As a practical matter, I am not sure there is a better option than a systematic campaign of deliberately offensive speech to demonstrate, without equivocation, that we will not be intimidated.

Call me crazy, but I say, put a Mohammed cartoon in every newspaper, on every billboard, in every TV show and movie, until it becomes absolutely and unambiguously clear that violence will not prevent it and the ONLY option is for even radical Muslims to learn they have no choice but to live with it.

If I may suggest an analogy to frame this differently — gay rights. One response to anti-gay violence was traditionally to warn gays against “deliberate provocation.” “Don’t rub it in people’s faces.” “Stay in the closet.” Yet, I think the whole “queer” movement — “We’re here, we’re queer, get used to it” — was beneficial. Yet, for years, people considered queer activists, with their in-your-face attitude as a counter-productive attention-whores. The mainstream condemned Larry Kramer, for instance. He was even reviled in “moderate” gay circles. We now consider him a visionary. A provocateur, yes. But undoubtedly one of the most important figures in the fight for gay rights.

I don’t know. Frankly, I hate to defend Geller. And yet, and yet, and yet… Islamist attacked on authors, cartoonists, filmmakers and politicians, cannot be tolerated, cannot be accepted. They are much too common. They must be confronted.

From TPM Writer JM

Look at what I said about if you’re a Mohammad cartoonist and realize what I meant. No one should be intimidated. And frankly I don’t think many people do feel intimidated here as opposed to in Europe.
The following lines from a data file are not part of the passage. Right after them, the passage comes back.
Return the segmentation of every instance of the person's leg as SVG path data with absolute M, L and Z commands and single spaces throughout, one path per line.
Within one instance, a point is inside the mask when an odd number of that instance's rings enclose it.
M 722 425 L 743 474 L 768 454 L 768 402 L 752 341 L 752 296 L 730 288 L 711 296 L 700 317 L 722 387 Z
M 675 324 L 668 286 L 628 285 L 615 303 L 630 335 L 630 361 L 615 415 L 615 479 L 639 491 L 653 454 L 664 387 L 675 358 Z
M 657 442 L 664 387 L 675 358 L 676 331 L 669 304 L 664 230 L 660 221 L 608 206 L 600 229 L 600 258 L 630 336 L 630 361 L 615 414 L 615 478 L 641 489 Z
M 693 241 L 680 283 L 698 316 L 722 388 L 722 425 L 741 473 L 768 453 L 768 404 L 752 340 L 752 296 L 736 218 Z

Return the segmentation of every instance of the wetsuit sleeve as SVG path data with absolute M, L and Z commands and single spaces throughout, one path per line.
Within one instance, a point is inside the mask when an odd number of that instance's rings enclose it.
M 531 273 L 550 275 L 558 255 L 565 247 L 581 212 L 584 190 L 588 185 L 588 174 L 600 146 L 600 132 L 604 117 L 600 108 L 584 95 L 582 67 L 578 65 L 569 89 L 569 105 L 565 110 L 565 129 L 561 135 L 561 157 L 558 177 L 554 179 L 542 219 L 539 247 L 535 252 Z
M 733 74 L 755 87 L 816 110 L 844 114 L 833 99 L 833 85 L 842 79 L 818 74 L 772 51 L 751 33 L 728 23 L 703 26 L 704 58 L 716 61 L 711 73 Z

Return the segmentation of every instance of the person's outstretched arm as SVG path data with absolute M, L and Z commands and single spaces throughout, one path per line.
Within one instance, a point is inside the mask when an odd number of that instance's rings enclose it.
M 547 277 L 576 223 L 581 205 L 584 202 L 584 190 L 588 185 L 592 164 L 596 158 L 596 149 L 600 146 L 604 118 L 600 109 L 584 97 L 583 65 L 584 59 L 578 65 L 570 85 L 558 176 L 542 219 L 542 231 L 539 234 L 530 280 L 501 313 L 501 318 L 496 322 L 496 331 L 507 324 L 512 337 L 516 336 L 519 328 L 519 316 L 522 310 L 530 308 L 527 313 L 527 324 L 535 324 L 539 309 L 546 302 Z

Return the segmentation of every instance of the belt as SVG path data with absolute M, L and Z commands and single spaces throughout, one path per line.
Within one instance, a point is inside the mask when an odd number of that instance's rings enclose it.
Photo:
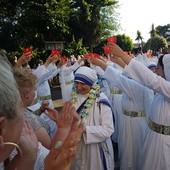
M 124 109 L 123 113 L 124 113 L 124 115 L 130 116 L 130 117 L 144 117 L 145 116 L 145 112 L 134 112 L 134 111 L 128 111 L 125 109 Z
M 170 126 L 165 126 L 165 125 L 155 123 L 151 119 L 148 120 L 148 126 L 151 130 L 157 133 L 170 135 Z
M 110 89 L 110 93 L 111 94 L 122 94 L 121 90 L 117 90 L 117 89 Z
M 68 82 L 66 82 L 66 85 L 70 85 L 70 84 L 72 84 L 73 82 L 74 82 L 74 80 L 68 81 Z
M 48 96 L 38 96 L 37 99 L 41 100 L 41 101 L 43 101 L 43 100 L 50 100 L 51 99 L 51 95 L 48 95 Z

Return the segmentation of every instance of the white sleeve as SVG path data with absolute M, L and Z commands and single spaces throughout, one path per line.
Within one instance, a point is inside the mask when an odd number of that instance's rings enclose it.
M 121 71 L 114 67 L 108 66 L 103 77 L 115 87 L 125 92 L 129 98 L 134 100 L 143 99 L 143 92 L 145 90 L 144 86 L 122 75 Z
M 170 82 L 156 75 L 140 62 L 132 59 L 130 63 L 125 66 L 124 72 L 128 77 L 170 98 Z
M 101 124 L 86 126 L 84 141 L 86 144 L 102 142 L 114 132 L 113 116 L 110 107 L 101 103 Z

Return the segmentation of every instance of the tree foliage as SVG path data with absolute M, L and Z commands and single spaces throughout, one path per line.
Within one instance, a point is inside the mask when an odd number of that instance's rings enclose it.
M 153 50 L 153 52 L 157 52 L 160 48 L 168 48 L 168 44 L 163 36 L 156 34 L 145 43 L 143 50 L 147 51 L 150 49 Z
M 157 26 L 156 33 L 170 41 L 170 24 L 164 26 L 160 26 L 160 25 Z

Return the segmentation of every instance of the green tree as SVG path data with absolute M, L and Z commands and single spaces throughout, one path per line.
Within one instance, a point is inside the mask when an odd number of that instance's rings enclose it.
M 157 35 L 157 33 L 156 33 L 155 26 L 154 26 L 154 24 L 152 24 L 151 31 L 150 31 L 150 37 L 154 38 L 156 35 Z
M 167 41 L 163 36 L 155 35 L 151 37 L 144 45 L 144 51 L 153 50 L 153 52 L 157 52 L 160 48 L 166 49 L 168 47 Z
M 75 0 L 73 2 L 74 12 L 70 18 L 72 35 L 76 40 L 82 38 L 84 46 L 92 51 L 100 40 L 101 31 L 104 30 L 101 13 L 104 15 L 104 8 L 114 6 L 117 2 L 115 0 Z M 105 21 L 110 16 L 111 14 L 105 18 Z
M 139 30 L 137 30 L 137 37 L 136 37 L 135 40 L 138 41 L 138 44 L 141 44 L 141 46 L 143 47 L 143 37 L 142 37 L 141 32 Z
M 117 45 L 123 51 L 132 51 L 134 49 L 133 40 L 125 34 L 119 34 L 117 37 Z M 94 47 L 94 52 L 103 55 L 103 47 L 107 44 L 107 40 L 103 39 L 97 46 Z
M 170 40 L 170 24 L 163 25 L 163 26 L 157 26 L 156 27 L 156 33 L 158 35 L 163 36 L 167 40 Z

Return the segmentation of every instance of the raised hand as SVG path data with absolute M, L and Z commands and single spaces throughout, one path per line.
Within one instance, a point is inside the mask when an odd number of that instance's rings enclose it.
M 23 64 L 28 63 L 32 58 L 32 52 L 24 53 L 16 62 L 15 67 L 20 67 Z

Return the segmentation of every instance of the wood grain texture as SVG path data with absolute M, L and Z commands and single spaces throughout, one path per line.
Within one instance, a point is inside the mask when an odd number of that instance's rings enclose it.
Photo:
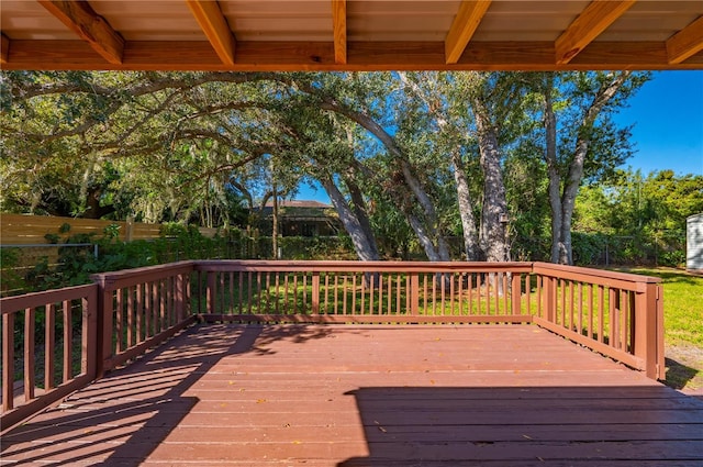
M 113 65 L 122 63 L 124 40 L 87 1 L 37 1 L 105 60 Z
M 703 52 L 670 64 L 665 43 L 594 42 L 566 64 L 555 64 L 551 42 L 476 42 L 457 64 L 446 64 L 443 42 L 348 42 L 347 63 L 335 63 L 325 42 L 237 42 L 237 62 L 226 66 L 210 43 L 143 41 L 125 44 L 115 65 L 98 58 L 80 41 L 13 40 L 7 70 L 203 70 L 203 71 L 371 71 L 371 70 L 607 70 L 703 69 Z
M 37 466 L 694 466 L 703 402 L 531 325 L 219 324 L 1 442 Z
M 703 15 L 667 40 L 670 64 L 680 64 L 703 51 Z
M 235 38 L 216 1 L 186 0 L 188 8 L 223 64 L 234 65 Z
M 635 2 L 636 0 L 593 0 L 589 3 L 557 38 L 556 63 L 558 65 L 569 63 Z
M 0 34 L 0 64 L 7 64 L 10 56 L 10 37 Z
M 334 63 L 347 63 L 347 0 L 332 0 L 332 26 L 334 33 Z
M 490 0 L 462 1 L 459 5 L 451 27 L 445 40 L 445 55 L 447 64 L 456 64 L 461 58 L 461 54 L 466 48 L 473 33 L 478 29 L 483 15 L 491 5 Z

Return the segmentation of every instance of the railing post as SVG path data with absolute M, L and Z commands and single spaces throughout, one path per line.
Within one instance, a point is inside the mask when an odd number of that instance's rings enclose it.
M 98 347 L 100 327 L 98 327 L 98 320 L 100 314 L 100 308 L 98 299 L 100 297 L 100 287 L 96 285 L 90 296 L 82 300 L 83 305 L 83 324 L 82 324 L 82 340 L 86 346 L 83 352 L 85 360 L 81 362 L 81 370 L 87 374 L 90 379 L 98 377 L 98 365 L 100 347 Z
M 511 286 L 511 304 L 513 314 L 522 314 L 522 290 L 521 290 L 522 275 L 520 273 L 513 273 L 510 275 Z
M 320 314 L 320 273 L 312 274 L 312 314 Z
M 186 290 L 183 287 L 183 276 L 179 274 L 176 276 L 176 322 L 180 323 L 185 320 L 185 304 L 186 304 Z
M 645 362 L 645 373 L 652 379 L 665 378 L 662 289 L 647 283 L 635 297 L 635 356 Z
M 98 286 L 98 309 L 96 316 L 96 377 L 101 378 L 110 368 L 109 360 L 112 358 L 112 290 L 107 290 L 108 285 L 104 276 L 97 276 Z
M 555 316 L 557 314 L 557 279 L 547 276 L 542 276 L 542 278 L 544 285 L 545 320 L 554 323 L 556 322 Z
M 208 271 L 207 294 L 208 294 L 208 313 L 210 314 L 215 314 L 215 301 L 217 300 L 217 297 L 215 294 L 215 291 L 216 291 L 215 275 L 216 273 L 213 270 Z
M 442 285 L 444 287 L 444 283 Z M 410 314 L 416 316 L 420 312 L 420 274 L 410 274 Z

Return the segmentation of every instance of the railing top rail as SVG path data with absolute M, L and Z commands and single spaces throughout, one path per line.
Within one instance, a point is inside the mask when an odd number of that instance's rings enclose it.
M 169 263 L 166 265 L 146 266 L 135 269 L 123 269 L 112 273 L 93 274 L 90 278 L 104 288 L 105 291 L 123 287 L 131 287 L 150 280 L 159 280 L 178 274 L 193 270 L 192 260 Z
M 356 260 L 198 260 L 196 270 L 309 273 L 529 273 L 532 263 L 356 262 Z
M 63 289 L 44 290 L 15 297 L 5 297 L 0 299 L 0 313 L 14 313 L 15 311 L 27 308 L 42 307 L 46 303 L 56 303 L 64 300 L 87 297 L 93 290 L 97 291 L 98 286 L 96 283 L 88 283 L 85 286 L 65 287 Z
M 571 279 L 600 286 L 617 287 L 624 290 L 644 291 L 648 283 L 660 283 L 661 279 L 638 274 L 618 273 L 613 270 L 592 269 L 579 266 L 556 265 L 553 263 L 535 263 L 536 274 Z

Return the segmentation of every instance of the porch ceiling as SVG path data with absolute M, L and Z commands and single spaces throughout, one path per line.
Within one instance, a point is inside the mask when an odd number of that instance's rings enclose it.
M 3 69 L 703 69 L 702 0 L 2 0 Z

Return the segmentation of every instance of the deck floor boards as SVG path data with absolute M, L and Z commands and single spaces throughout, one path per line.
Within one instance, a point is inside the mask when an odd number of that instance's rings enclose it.
M 534 325 L 199 325 L 0 465 L 699 466 L 703 401 Z

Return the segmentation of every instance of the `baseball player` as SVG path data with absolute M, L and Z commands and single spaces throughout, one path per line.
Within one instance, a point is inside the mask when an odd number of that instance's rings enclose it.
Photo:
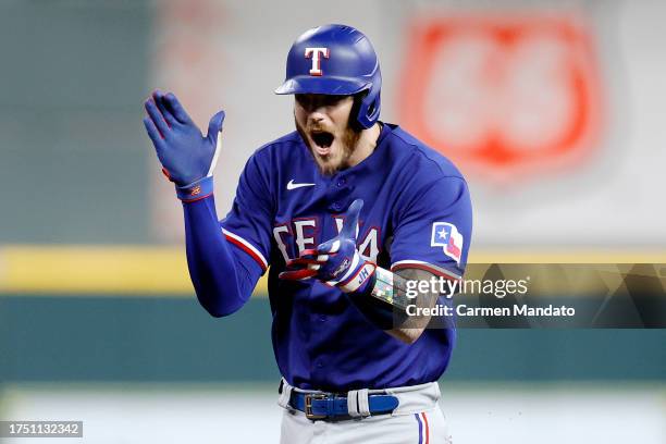
M 145 103 L 183 202 L 200 304 L 232 314 L 269 271 L 282 443 L 449 442 L 436 381 L 455 330 L 427 328 L 422 314 L 411 322 L 403 296 L 409 281 L 461 278 L 471 203 L 447 159 L 379 121 L 381 83 L 359 30 L 325 25 L 298 37 L 275 90 L 295 95 L 296 131 L 249 158 L 221 221 L 213 170 L 224 112 L 202 137 L 173 94 Z M 410 300 L 444 301 L 436 291 Z

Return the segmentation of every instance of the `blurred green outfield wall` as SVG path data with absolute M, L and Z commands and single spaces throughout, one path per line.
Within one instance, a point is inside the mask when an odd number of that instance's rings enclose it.
M 0 381 L 278 381 L 268 298 L 1 296 Z M 442 381 L 664 381 L 666 330 L 464 329 Z
M 146 243 L 149 3 L 0 2 L 0 244 Z

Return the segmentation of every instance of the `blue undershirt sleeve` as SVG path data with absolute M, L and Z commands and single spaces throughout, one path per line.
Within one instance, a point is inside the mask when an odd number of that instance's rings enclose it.
M 229 316 L 249 299 L 263 269 L 224 236 L 211 195 L 184 202 L 189 276 L 203 308 L 213 317 Z

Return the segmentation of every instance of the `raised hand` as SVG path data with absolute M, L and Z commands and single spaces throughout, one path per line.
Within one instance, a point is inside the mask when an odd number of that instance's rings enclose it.
M 356 249 L 358 218 L 362 208 L 361 199 L 353 201 L 340 234 L 314 249 L 304 250 L 287 263 L 288 270 L 280 273 L 280 279 L 301 281 L 316 278 L 345 293 L 362 291 L 377 268 L 361 258 Z
M 224 111 L 211 118 L 203 136 L 172 92 L 156 90 L 145 107 L 148 115 L 144 125 L 166 177 L 177 186 L 186 186 L 212 176 Z

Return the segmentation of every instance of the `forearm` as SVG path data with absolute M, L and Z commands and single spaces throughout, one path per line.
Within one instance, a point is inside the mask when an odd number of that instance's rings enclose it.
M 197 298 L 214 317 L 231 314 L 249 299 L 260 272 L 236 259 L 237 251 L 220 229 L 213 196 L 184 202 L 183 210 L 187 266 Z

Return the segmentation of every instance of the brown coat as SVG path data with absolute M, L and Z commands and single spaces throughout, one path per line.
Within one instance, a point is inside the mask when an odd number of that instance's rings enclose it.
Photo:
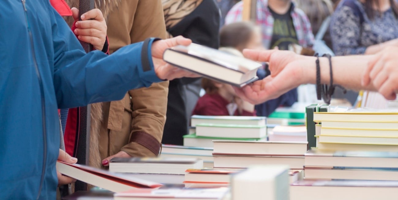
M 111 54 L 149 37 L 166 38 L 160 0 L 96 0 L 96 6 L 107 21 Z M 158 154 L 168 87 L 168 81 L 154 83 L 129 90 L 121 100 L 92 105 L 90 165 L 101 167 L 102 160 L 121 150 L 133 156 Z

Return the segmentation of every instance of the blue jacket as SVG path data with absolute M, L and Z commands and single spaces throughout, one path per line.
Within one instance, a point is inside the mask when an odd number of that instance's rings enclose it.
M 153 40 L 86 54 L 48 0 L 24 0 L 0 1 L 0 199 L 52 200 L 57 109 L 119 100 L 161 80 Z

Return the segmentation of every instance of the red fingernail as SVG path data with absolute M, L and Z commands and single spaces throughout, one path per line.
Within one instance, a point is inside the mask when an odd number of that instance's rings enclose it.
M 109 162 L 108 162 L 108 160 L 104 160 L 102 161 L 102 165 L 106 165 L 109 163 Z

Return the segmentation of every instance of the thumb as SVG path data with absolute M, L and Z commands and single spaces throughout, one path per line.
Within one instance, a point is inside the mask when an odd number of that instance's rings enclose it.
M 58 154 L 58 160 L 70 164 L 74 164 L 77 162 L 77 158 L 69 156 L 69 154 L 65 152 L 65 151 L 59 149 L 59 154 Z
M 109 163 L 110 162 L 111 160 L 115 157 L 130 158 L 131 157 L 127 153 L 123 151 L 121 151 L 117 154 L 113 156 L 111 156 L 102 160 L 101 164 L 102 164 L 103 166 L 109 166 Z
M 79 20 L 79 9 L 73 7 L 70 9 L 72 11 L 72 16 L 75 21 Z
M 256 50 L 246 49 L 243 50 L 243 55 L 246 58 L 262 62 L 269 62 L 271 55 L 274 52 L 278 51 L 273 50 Z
But what about those people? That’s a real thing. And that’s my point. Let’s distinguish between things that are real – trampling of free expression and our values – as opposed to a toxic and bigoted clown like Geller. Are we really afraid that without Geller not enough things will happen to offend Muslim radicals that they won’t get the point?

I dashed this off on my iPhone while I was out grabbing a snack. So I wrote quickly. But here is my point. I genuinely don’t care what Geller does or says. What I do care about is preserving my right to identify her as a clown and a bigot and not pretend that she’s some sort of free speech advocate or anything else but a toxic moron. She is not some intemperate player on the side of a righteous cause. She’s just a clown – mainly motivated by hate and ego hoping to pull extremists out of the woodwork for her own doofus glory.